Hydrogeochemistry of groundwater from karstic limestone aquifer highlighting arsenic contamination: case study from Jordan

Abstract

Groundwater wells in the Amman-Wadi Es Sir Aquifer (B2/A7) throughout Jordan are investigated for their arsenic (As) and element-by-element geochemical behavior. Groundwater wells are found to have total arsenic concentrations above the recommended levels designated by the Jordanian drinking water standard, the Environmental Protection Agency of the United States, and the World Health Organization. Arsenic distribution in the aquifer is variable, but it is detected with a concentration of ≥10 ppb in 87 samples out of the analyzed 150 groundwater samples, with a maximum concentration of 173 ppb.
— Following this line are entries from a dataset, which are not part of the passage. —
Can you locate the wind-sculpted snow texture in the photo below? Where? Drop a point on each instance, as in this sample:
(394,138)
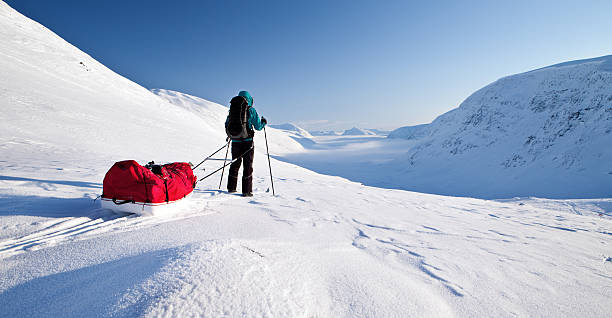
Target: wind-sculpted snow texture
(322,247)
(546,133)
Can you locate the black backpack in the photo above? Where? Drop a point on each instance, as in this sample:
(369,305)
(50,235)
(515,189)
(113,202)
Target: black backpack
(237,125)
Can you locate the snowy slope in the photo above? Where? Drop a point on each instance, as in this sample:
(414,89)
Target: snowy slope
(325,133)
(546,133)
(409,132)
(323,247)
(357,132)
(213,117)
(293,128)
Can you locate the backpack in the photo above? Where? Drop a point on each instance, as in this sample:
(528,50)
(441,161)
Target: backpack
(238,125)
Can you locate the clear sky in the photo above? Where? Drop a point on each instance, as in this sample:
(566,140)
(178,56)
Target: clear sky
(329,64)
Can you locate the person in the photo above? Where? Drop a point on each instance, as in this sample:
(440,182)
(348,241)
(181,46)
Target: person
(244,147)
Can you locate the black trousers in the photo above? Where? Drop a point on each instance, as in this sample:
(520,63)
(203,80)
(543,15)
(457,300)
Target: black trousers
(238,148)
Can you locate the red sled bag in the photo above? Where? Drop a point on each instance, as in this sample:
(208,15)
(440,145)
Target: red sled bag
(132,188)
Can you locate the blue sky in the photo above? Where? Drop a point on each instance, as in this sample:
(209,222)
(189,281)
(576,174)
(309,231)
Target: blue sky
(329,64)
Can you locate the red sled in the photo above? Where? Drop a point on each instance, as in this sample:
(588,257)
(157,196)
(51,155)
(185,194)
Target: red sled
(150,190)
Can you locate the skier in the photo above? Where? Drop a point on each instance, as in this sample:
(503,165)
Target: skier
(239,125)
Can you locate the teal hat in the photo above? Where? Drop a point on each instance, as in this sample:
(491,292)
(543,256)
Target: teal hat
(247,96)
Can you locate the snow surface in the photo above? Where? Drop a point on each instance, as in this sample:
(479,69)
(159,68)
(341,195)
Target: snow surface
(357,132)
(325,133)
(543,133)
(322,247)
(293,129)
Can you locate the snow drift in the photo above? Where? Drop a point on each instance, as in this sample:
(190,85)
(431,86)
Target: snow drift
(357,132)
(322,247)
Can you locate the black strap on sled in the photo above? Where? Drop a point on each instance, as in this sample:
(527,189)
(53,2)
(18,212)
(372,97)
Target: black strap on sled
(122,202)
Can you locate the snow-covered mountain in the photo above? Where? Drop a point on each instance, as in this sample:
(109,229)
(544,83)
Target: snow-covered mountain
(546,133)
(409,132)
(293,128)
(325,133)
(357,132)
(321,247)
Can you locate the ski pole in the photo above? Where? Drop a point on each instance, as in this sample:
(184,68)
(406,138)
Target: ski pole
(227,164)
(269,164)
(225,160)
(224,145)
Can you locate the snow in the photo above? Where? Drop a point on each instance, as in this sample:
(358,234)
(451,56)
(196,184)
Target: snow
(357,132)
(293,128)
(409,132)
(542,133)
(325,133)
(322,247)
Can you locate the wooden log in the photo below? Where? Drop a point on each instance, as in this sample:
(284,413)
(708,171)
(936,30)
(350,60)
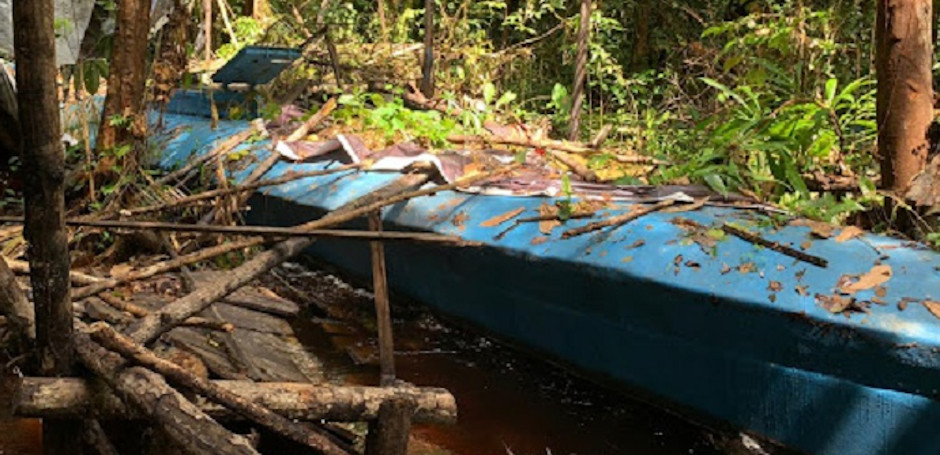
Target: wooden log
(266,231)
(107,337)
(152,326)
(95,437)
(14,304)
(637,212)
(76,398)
(383,316)
(76,277)
(581,170)
(150,395)
(165,266)
(388,435)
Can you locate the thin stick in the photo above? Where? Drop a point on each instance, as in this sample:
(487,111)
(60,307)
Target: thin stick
(776,246)
(382,312)
(618,220)
(540,218)
(165,266)
(268,232)
(110,339)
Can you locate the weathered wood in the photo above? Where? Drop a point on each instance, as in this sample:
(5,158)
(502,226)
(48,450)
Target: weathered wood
(14,304)
(126,80)
(220,150)
(302,434)
(95,437)
(346,234)
(636,212)
(77,398)
(776,246)
(76,277)
(152,326)
(325,110)
(166,266)
(383,315)
(388,435)
(581,170)
(150,395)
(43,173)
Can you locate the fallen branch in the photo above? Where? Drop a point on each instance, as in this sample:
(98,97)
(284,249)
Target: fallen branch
(22,267)
(150,395)
(581,170)
(540,218)
(76,398)
(107,337)
(276,232)
(637,212)
(776,246)
(222,192)
(226,146)
(166,266)
(152,326)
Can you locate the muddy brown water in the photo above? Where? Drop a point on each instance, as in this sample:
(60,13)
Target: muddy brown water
(509,402)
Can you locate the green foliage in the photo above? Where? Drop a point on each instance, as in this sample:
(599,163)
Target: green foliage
(392,118)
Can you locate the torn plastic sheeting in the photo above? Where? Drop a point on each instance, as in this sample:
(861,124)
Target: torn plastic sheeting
(72,17)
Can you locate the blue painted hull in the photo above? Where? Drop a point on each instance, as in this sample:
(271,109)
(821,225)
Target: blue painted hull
(682,329)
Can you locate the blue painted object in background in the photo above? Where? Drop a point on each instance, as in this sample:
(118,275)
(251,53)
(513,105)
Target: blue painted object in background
(255,65)
(643,305)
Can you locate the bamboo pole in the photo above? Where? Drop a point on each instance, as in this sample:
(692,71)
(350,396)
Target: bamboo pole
(383,316)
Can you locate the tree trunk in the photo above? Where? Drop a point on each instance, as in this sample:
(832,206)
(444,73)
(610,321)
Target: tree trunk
(905,88)
(44,188)
(427,69)
(580,71)
(124,120)
(152,326)
(77,398)
(641,46)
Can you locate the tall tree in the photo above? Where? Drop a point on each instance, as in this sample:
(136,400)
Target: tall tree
(127,77)
(43,159)
(427,70)
(580,71)
(903,62)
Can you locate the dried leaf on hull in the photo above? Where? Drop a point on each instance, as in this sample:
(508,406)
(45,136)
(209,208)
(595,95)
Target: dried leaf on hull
(849,233)
(878,275)
(500,219)
(817,228)
(546,226)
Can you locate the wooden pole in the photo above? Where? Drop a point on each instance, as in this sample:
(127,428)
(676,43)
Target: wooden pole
(383,316)
(301,433)
(43,173)
(905,88)
(580,71)
(77,398)
(388,435)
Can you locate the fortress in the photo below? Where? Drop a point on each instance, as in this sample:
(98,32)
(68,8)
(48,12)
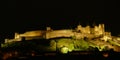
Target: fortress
(79,33)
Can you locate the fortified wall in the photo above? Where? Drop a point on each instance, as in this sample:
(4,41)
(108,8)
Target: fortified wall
(78,33)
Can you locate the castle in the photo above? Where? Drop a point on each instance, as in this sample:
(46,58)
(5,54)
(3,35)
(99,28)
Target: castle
(79,33)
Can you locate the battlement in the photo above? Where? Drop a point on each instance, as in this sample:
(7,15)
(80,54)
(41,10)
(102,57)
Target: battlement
(78,33)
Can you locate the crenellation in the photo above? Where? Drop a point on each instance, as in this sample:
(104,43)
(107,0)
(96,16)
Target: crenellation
(79,33)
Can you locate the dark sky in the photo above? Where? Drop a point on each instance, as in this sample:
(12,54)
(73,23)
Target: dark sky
(24,16)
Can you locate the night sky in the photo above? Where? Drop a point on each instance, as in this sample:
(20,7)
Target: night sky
(25,17)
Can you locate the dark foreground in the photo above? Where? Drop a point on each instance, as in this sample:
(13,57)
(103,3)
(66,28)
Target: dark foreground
(71,56)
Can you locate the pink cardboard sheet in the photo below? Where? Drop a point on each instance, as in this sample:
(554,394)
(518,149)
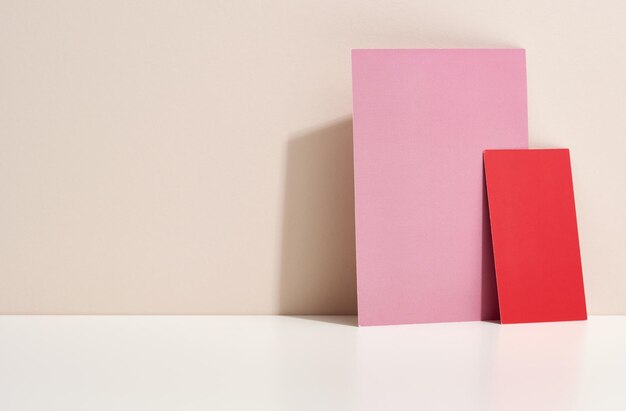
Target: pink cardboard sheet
(422,119)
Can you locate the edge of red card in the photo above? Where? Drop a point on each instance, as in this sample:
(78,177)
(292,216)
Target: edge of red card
(535,235)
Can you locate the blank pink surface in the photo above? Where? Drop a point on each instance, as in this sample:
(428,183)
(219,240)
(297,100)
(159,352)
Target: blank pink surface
(422,119)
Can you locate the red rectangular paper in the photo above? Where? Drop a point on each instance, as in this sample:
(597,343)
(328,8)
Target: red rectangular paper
(535,236)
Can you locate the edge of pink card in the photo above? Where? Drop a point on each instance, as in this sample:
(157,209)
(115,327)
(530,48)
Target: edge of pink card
(422,118)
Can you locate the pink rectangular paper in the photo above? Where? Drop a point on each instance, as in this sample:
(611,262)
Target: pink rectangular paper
(422,119)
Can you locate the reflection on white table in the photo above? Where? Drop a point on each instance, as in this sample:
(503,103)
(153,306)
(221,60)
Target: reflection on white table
(307,363)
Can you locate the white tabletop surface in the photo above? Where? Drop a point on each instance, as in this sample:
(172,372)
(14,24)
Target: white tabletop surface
(307,363)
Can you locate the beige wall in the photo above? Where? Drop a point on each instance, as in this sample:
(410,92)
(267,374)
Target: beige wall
(195,157)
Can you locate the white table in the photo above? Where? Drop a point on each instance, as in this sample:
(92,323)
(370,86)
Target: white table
(301,363)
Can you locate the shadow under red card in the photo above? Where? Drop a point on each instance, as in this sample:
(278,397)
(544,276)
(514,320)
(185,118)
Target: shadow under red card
(535,235)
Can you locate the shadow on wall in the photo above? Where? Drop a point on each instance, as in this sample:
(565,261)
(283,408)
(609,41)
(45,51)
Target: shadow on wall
(489,308)
(318,266)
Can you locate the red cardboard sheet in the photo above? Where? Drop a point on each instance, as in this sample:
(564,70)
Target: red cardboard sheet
(535,236)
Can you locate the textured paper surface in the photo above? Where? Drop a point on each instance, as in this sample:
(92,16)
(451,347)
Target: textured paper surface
(422,119)
(535,235)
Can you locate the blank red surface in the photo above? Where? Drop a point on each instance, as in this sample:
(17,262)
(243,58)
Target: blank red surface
(535,235)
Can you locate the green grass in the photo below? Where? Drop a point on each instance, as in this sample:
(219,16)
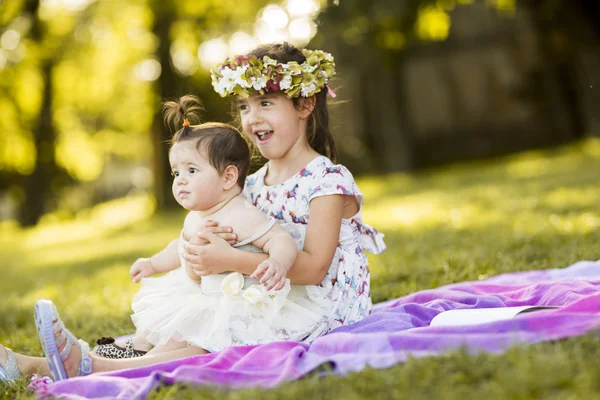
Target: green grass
(468,221)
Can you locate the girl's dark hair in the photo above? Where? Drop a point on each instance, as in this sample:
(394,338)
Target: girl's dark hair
(224,145)
(317,132)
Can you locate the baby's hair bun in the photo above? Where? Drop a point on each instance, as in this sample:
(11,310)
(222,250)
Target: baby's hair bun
(188,107)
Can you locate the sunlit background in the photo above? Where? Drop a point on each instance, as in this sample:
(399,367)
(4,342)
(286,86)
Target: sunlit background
(419,84)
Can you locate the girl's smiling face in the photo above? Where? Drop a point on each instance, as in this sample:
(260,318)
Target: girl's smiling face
(197,185)
(273,124)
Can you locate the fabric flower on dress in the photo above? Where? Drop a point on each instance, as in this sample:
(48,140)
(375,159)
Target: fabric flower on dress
(256,294)
(232,284)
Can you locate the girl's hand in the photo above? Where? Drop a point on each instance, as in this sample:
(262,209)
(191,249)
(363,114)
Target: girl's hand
(224,232)
(141,268)
(272,273)
(207,259)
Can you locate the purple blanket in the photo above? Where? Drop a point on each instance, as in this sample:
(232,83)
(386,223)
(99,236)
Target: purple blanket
(395,330)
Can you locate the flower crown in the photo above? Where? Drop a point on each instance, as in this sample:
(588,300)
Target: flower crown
(244,76)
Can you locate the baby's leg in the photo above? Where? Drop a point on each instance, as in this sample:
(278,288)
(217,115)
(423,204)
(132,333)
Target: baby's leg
(139,343)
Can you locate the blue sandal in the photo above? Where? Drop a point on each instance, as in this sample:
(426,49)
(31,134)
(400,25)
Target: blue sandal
(47,323)
(10,372)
Elevated As concentrations can be attributed to several mechanisms. One of these mechanisms is accounted for to the interaction between groundwater and the natural phosphorite deposits in the upper part of the aquifer and oil shale deposits overlying it. The high significant correlation between arsenic, phosphorus, and calcium concentrations in the analyzed groundwater samples suggest that these elements are derived from the same source. Moreover, scanning electron microscopy shows the association of As with the P and Ca in the phosphorite; pyrite is present in the oil shale samples, which were collected from the Muwaqqar formation overlying the aquifer. EDAX analysis shows that substantial As concentrations are present in phosphate and pyrite. This study suggests that the major mechanism responsible for releasing As from the aquifer material into the groundwater is a simple dissolution reaction. However, Piper and Durov diagrams, correlation coefficients, and factor analysis all suggest that water interaction with phosphate and oil shale deposits, sorption of heavy metals, and simple dissolution of iron oxyhydroxides are together the primary factors affecting the chemistry of the groundwater and responsible for the elevated As values in some wells.